Il Sole 24 Ore, 9 agosto 2023

La fattispecie attenuata può ricorrere in base ad altre circostanze di fatto anche per la detenzione di dosi di crack e cocaina. L’ipotesi della lieve entità del reato di illecita detenzione di stupefacenti, anche a fini di spaccio, non può essere esclusa de plano dal giudice solo perché si tratta di droga “pesante”.

La Corte di cassazione penale - con la sentenza n. 34537/2023 - ha accolto il motivo di ricorso sulla mancata applicazione del comma quinto dell’articolo 73 del testo unico degli stupefacenti. Infatti, i giudici di legittimità hanno ravvisato un’esclusione automatica dell’ipotesi attenuata del reato in quanto le dosi di cui era stato trovato in possesso il ricorrente erano di cocaina e crack sostanze pacificamente non appartenenti al novero delle droghe “leggere”.

La Cassazione chiarisce proprio l’interpretazione da dare al comma quinto della disposizione del Dpr 309/1990. E, afferma che il giudice è tenuto a valutare la ricorrenza di tutti gli elementi indicati dalla norma in un giudizio di bilanciamento tra gli stessi e soprattutto senza alcuna automatica preclusione nel caso ricorra l’ipotesi della detenzione di sostanze droganti “pesanti”.

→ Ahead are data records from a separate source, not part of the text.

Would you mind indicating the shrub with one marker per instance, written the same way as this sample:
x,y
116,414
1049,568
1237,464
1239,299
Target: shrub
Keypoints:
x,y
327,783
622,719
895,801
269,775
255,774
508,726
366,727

Quindi il giudice del rinvio dovrà - a fronte della conferma della penale responsabilità del ricorrente - valutare se gli elementi che costituiscono la condotta incriminata possano comunque condurre a un giudizio di lieve entità con conseguente riduzione della pena. La sentenza di legittimità - nel rigettare l’altro motivo di ricorso - offre un chiarimento e cioè che non è illegittima la contestazione del reato fondata sui risultati del narcotest. Il ricorrente, infatti, lamentava che l’imputazione e la successiva condanna fossero fondate su tale test di accertamento che non offre la misurazione della capacità drogante della sostanza, ma solo ne individua la tipologia.